Non. Les observations confirmées du requin blanc dans le golfe du Saint-Laurent sont rares. Toutefois, les observations dans la baie de Fundy deviennent de plus en plus fréquentes avec des cas confirmés presque chaque année. Tous les étés, je reçois de fausses alertes en provenance de la Côte-Nord et de la Gaspésie. Il s’agit du requin maraîche dans presque tous les cas puisqu’il ressemble à une version miniature du requin blanc.
L’arrivée du requin blanc est-elle toujours remarquée dès la fin de juillet?
Avec les changements climatiques, les migrations de beaucoup d’animaux sont modifiées, y compris celles de certaines proies habituelles du requin blanc. Les changements chez les plus petites espèces affectent tous les animaux en remontant jusqu’au sommet de la chaîne alimentaire. Avec tous les bouleversements qu’occasionne le réchauffement planétaire, il ne serait donc pas surprenant de voir arriver le requin blanc plus tôt dans la saison.

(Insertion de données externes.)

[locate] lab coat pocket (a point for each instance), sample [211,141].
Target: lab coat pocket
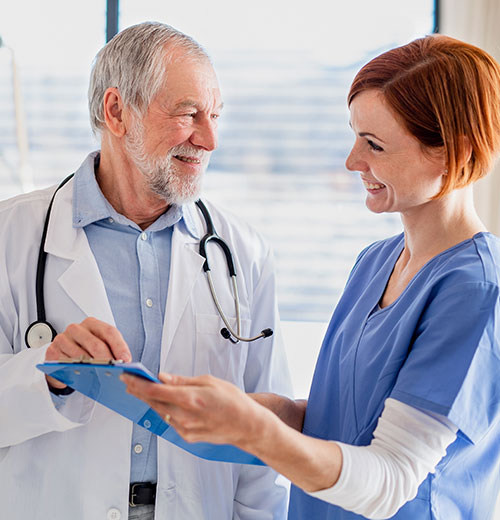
[216,355]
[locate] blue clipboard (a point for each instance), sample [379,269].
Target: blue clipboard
[101,382]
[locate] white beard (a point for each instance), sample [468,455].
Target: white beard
[161,173]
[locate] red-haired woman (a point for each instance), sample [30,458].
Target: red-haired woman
[403,418]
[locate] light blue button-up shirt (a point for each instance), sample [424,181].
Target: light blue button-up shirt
[134,265]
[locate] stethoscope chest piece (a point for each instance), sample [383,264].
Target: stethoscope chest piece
[39,334]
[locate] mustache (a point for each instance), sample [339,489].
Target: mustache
[189,151]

Pourquoi le requin blanc a-t-il quitté le golfe Saint-Laurent, alors que sa présence a régulièrement été signalée dans les années 1930 et 1940?

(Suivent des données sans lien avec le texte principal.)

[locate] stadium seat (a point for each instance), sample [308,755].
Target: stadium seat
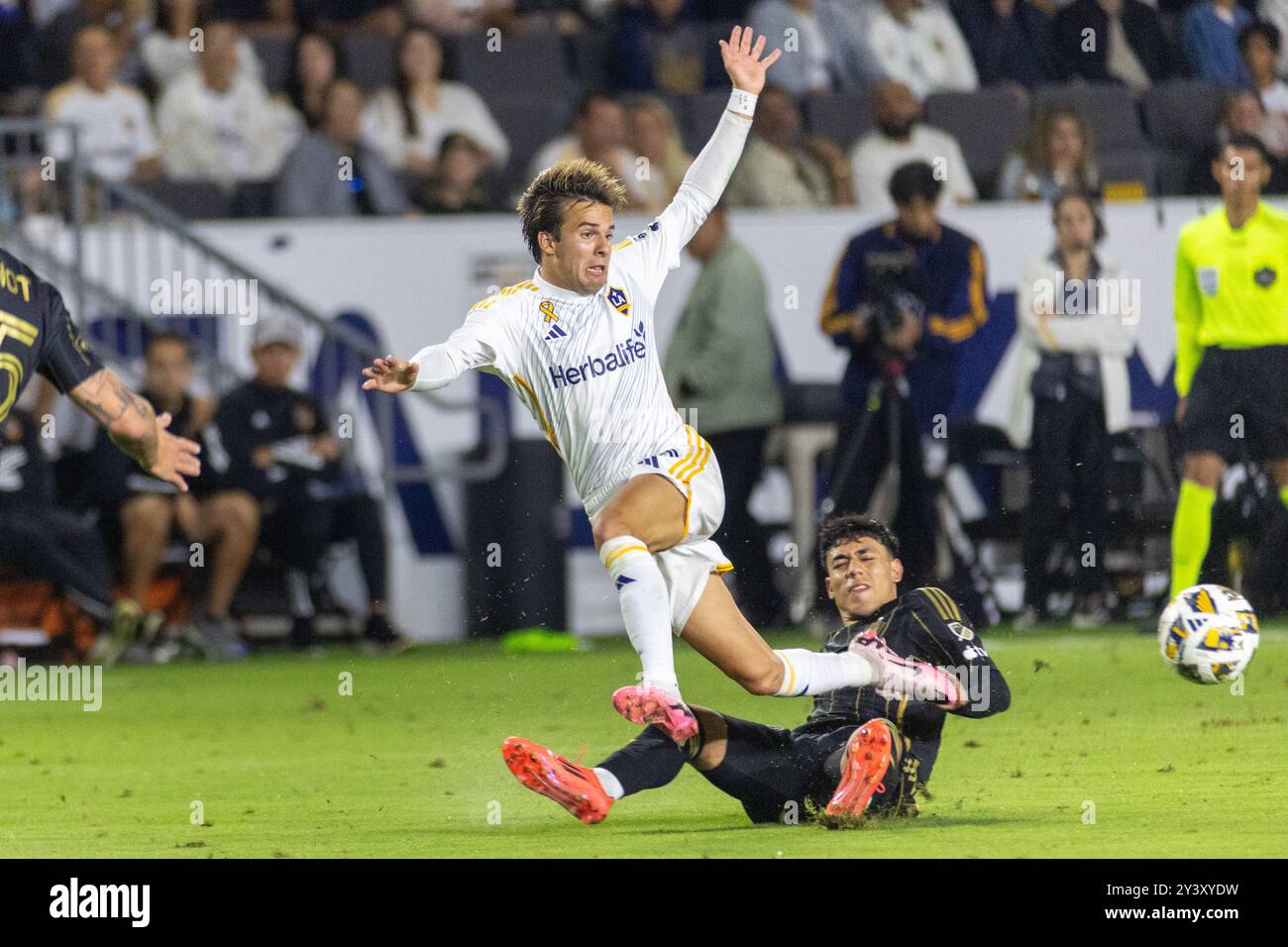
[370,58]
[1181,115]
[528,121]
[588,55]
[1179,118]
[274,54]
[841,116]
[193,200]
[1109,107]
[987,124]
[533,64]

Principalement en raison de la surpêche. Les produits dérivés du requin tels les ailerons ainsi que le cartilage sous forme de pilules, sont devenus très populaires au cours du dernier quart de siècle. Aussi, la mauvaise réputation du requin blanc résultant de films comme «Les dents de la mer» (Jaws) en a fait une cible de choix pour les amateurs de pêche sportive aux États-Unis. Des milliers d’individus ont donc été tués avant de pouvoir se rendre en eaux canadiennes où ils étaient aussi chassés. Aujourd’hui, le requin blanc est protégé en Amérique du Nord. Combinée à l’augmentation du nombre de phoques dont il se nourrit, la population du requin blanc peut donc commencer à se rétablir. Elle demeure toutefois bien inférieure à ce qu’elle était autrefois.
Par rapport aux phoques sans tête, ces découvertes sont-elles particulières à cette année? En aviez-vous déjà entendu parler par le passé?

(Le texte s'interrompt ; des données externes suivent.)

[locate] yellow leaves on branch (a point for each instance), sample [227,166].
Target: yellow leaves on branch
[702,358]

Ce phénomène se reproduit souvent, mais il est peu fréquent d’en retrouver autant en aussi peu de temps. Je suis convaincu que les phoques sans tête ne sont pas le résultat de prédation de requins. Il s’agirait plutôt de morts occasionnées par une interaction directe ou indirecte avec des humains ou des engins de pêche, sinon de morts accidentelles causées par, ou ayant causé des blessures à la tête. La plus récente hypothèse suggère que les têtes endommagées se détachent rapidement du corps une fois le processus de décomposition déclenché. Dans le cas d’une attaque de requin blanc ou de requin du Groenland, le phoque aurait été consommé en entier par l’agresseur, sinon par ses compères.
Quelles sont les grandes différences entre le requin blanc et le requin du Groenland?
Bien qu’ils atteignent la même longueur, le requin blanc est deux fois plus massif que le requin du Groenland. Aussi, le requin blanc est souvent observé à la surface de l’eau tandis que le requin du Groenland est une espèce davantage benthique qui vit près du fond. Le requin blanc est beaucoup plus rapide et il migre sur de très grandes distances. Le requin du Groenland est très lent et bien que l’on connaît encore mal ses migrations, il pourrait être plus fidèle à une région particulière. Par exemple, nous avons observé un même requin du Groenland au même endroit et sensiblement à la même date pendant plus d’une année. Nos données de télémétrie démontrent aussi que le requin du Groenland peut passer plusieurs mois dans le même secteur.
Quels sont les projets du GEERG cet été?
Nous allons tenter de poser des émetteurs acoustiques et satellites sur des requins du Groenland et sur un requin-pèlerin dans l’estuaire et dans le golfe du Saint-Laurent. J’agirai en tant que chef de plongée pour une expédition de sensibilisation environnementale à bord d’un bateau qui nous mènera du Labrador au Groenland en passant par l’île de Baffin. Puis nous poursuivrons la modernisation de notre vaisseau de recherche grâce à des contributions importantes de BRP (Bombardier produits récréatifs), Evinrude, Verreault Navigation et du Groupe Bourret.